Speaker of the House Joe Aresimowicz, D-Berlin, blamed the Senate Democratic caucus for the latest failure of the plan, and Senate leaders pointed fingers at threatened filibusters from House and Senate Republicans.
“I have a legislature that doesn’t want to make a choice at this time,” a terse, visibly frustrated Lamont told reporters after 4 p.m. “I’ve lost patience. I think it’s time to take a pause. If these guys aren’t willing to step up and vote, I’m going to solve this problem. Right now we’re going to go back to the way we’ve done it for years in this state. We both agree, we need $19 to $20 billion. I’m going to do that out of pocket. I hate to do it this way.”
Lamont said that the estimated $200 million in annual truck-toll revenue would be subtracted out of the long-term capital bonding legislation. “Is it the best way to fund it? No,” Lamont said. “But it’s a plausible way to get it going.”
At around the time that Lamont was venting to reporters in the Capitol, Democratic leaders said they still hold out hope for a vote on tolls next week. So it’s not entirely clear whether tolls are dead for the year, depending on what Lamont’s bonding alternative turns out to be.
Two of the biggest opponents of tolls, House Minority Leader Themis Klarides, R-Derby and Senate Minority Leader Len Fasano, R-North Haven, told reporters that parking the toll legislation is politically expedient, especially at this point in the first month of the short, 13-week budget-adjustment session of the General Assembly.
“Nothing is dead in this building,” Fasano said, adding he’d be surprised if this issue was revived this session. “In 2021? I think you can bank on it.”
“I think and I’m hoping that the House Democrats understand what the Senate Democrats seem to have understood for a while and that’s that this is not a good vote and it’s a very risky vote for them because the people of Connecticut don’t like it and they do not want their hands stuck in their pocket one more time,” Klarides said.
Lamont proposed a 10-year, $19-billion transportation infrastructure program, but in an election year amid a vociferous anti-toll movement, support has been soft among Democrats who have a 90-61 majority in the House and a 22-14 edge in the Senate. Optimistically, Senate Democrats have planned for an 18-18 tie on the issue, with Lt. Gov.
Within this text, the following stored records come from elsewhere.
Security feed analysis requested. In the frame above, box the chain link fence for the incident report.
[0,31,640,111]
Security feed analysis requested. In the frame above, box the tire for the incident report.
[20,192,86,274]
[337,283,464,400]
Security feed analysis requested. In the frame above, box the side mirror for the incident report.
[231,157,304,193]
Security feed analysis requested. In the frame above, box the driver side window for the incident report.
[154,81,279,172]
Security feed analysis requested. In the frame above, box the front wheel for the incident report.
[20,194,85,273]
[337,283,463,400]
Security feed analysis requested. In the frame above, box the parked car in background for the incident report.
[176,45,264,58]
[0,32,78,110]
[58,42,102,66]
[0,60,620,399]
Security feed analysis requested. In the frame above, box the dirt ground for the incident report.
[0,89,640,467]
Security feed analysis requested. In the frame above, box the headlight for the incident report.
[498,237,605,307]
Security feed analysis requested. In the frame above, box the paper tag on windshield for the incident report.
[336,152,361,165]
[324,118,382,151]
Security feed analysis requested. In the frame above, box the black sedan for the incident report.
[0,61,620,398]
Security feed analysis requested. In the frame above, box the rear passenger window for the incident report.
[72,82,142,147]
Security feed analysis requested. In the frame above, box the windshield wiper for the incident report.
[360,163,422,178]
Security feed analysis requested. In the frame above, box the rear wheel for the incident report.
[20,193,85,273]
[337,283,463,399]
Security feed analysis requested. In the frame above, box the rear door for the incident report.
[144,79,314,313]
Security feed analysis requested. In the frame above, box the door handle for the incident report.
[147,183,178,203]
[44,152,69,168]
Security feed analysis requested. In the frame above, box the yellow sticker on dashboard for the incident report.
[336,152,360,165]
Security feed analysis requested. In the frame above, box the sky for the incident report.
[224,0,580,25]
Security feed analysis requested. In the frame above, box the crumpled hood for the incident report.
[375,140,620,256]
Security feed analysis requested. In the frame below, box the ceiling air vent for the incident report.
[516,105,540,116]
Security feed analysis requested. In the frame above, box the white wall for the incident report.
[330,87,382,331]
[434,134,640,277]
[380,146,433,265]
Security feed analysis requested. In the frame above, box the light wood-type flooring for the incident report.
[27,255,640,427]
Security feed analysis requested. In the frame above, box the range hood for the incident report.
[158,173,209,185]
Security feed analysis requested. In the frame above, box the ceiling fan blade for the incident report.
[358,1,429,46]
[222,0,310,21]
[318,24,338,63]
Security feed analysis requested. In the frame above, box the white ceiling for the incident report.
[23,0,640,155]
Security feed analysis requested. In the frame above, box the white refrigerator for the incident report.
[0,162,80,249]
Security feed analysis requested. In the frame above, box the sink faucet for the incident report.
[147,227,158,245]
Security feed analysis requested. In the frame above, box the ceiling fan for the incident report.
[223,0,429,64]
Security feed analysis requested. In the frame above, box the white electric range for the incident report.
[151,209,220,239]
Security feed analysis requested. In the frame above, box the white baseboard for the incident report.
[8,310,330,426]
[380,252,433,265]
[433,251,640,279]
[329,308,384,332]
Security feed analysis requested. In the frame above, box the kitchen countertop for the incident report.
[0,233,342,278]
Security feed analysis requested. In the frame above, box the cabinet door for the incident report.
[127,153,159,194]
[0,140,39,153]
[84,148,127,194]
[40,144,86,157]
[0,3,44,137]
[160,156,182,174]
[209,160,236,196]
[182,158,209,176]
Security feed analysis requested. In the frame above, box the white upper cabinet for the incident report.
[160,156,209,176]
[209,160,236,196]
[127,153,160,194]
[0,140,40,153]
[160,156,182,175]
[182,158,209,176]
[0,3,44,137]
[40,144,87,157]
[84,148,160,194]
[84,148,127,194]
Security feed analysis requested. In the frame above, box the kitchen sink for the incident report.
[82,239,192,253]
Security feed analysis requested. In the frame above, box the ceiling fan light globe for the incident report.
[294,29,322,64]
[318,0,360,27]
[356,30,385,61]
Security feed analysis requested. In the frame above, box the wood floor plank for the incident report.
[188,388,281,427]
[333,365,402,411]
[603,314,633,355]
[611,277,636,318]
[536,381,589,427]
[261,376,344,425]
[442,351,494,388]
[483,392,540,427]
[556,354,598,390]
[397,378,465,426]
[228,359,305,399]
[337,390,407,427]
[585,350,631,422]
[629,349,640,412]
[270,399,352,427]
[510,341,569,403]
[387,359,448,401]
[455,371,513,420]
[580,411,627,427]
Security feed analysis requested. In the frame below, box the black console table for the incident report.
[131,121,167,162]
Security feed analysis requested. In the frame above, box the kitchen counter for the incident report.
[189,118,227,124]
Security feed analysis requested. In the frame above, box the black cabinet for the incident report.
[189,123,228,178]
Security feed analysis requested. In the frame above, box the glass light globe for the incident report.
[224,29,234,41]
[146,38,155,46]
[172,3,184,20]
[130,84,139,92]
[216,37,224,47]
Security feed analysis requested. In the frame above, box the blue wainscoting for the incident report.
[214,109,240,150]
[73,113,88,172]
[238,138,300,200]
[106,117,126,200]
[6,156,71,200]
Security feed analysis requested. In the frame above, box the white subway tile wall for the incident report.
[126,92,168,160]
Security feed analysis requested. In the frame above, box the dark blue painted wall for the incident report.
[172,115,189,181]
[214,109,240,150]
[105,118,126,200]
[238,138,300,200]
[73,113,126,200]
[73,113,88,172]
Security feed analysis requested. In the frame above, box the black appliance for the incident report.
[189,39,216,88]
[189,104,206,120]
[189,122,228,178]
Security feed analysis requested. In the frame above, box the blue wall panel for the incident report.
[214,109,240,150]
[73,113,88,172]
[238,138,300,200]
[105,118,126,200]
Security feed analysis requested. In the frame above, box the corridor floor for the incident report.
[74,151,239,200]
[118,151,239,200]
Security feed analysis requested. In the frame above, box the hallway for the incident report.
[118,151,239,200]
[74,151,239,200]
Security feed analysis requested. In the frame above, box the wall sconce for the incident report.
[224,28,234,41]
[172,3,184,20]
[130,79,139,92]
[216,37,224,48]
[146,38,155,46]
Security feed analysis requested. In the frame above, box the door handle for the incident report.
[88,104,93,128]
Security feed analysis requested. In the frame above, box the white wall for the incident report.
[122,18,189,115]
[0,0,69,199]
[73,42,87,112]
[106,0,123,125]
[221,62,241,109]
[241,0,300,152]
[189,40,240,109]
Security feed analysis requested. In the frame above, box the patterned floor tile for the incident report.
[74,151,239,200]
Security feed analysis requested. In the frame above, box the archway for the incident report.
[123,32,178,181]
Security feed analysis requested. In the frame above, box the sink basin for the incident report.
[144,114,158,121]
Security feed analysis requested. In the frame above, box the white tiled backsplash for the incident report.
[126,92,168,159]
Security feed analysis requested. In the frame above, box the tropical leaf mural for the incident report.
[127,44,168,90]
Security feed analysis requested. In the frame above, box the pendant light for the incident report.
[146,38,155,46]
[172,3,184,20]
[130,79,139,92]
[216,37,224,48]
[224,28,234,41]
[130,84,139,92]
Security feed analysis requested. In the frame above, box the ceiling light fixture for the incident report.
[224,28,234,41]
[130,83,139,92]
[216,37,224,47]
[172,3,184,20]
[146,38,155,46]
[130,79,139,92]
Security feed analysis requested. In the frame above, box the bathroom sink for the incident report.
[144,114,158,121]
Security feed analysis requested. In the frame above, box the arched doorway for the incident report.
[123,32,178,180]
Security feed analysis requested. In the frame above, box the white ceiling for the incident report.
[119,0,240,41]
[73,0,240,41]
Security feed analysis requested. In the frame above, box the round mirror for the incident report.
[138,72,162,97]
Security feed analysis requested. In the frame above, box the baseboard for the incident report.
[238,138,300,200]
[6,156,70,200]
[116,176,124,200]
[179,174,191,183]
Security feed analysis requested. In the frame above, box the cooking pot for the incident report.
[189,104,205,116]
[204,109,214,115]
Susan Bysiewicz expected to cast the winning vote for tolls.
Aresimowicz admitted that the governor’s toll plan has been in a slow-motion car wreck for a month.
“Over the past four weeks of trying to coordinate the scenario and date to pass a truck-only tolls transportation plan, it has become very clear that the political will to act was not there,” Aresimowicz said in a statement. “We were poised to act in the House tomorrow, but we need our colleagues in the Senate as well and apparently their ability to also act was tenuous.”
“In light of a potential unprecedented two-day, 30-hour-long debate, the Senate Democrats asked for five more days for our Senators to prepare and make necessary family arrangements,” said Senate President Martin Looney and Majority Leader Bob Duff in a statement released while Lamont had reporters in his office.
“We are still confident that Senate Democrats have the votes to pass a comprehensive transportation plan which includes 12 toll gantries on 18-wheeler trucks only,” Looney, D-New Haven and Duff, D-Norwalk. “We are prepared to hold a session next week to vote on a bill to make the necessary transportation investments for Connecticut’s economic development, residents, and businesses.”
Patrick Sasser of Stamford, a firefighter who is the informal leader of the No Tolls CT movement, was optimistic at the apparent death of the proposal. “I’m happy the governor will be moving away from tolls,” Sasser said. “I am hopeful that lawmakers from both sides of the aisle can come together to find a solution that works for the people of Connecticut.”
Asked by reporters about his opinion of the opposition to tolls, Lamont snapped: “It’s a grassroots movement to do nothing.”
Told about Lamont’s comment, Sasser, took a different view.
“The voice of the people has been heard,” he said. “It’s been clear from day one that the people of Connecticut were not in favor of tolls coming into the state, and part of that is that they just don’t trust another source of revenue,” Sasser said. “We’ve seen this before, where these other things were supposed to save Connecticut and we’ve been spiraling out of control. What people really want to see in Connecticut is reform…and that’s what this movement has been about.”
Dan Haar contributed to this report.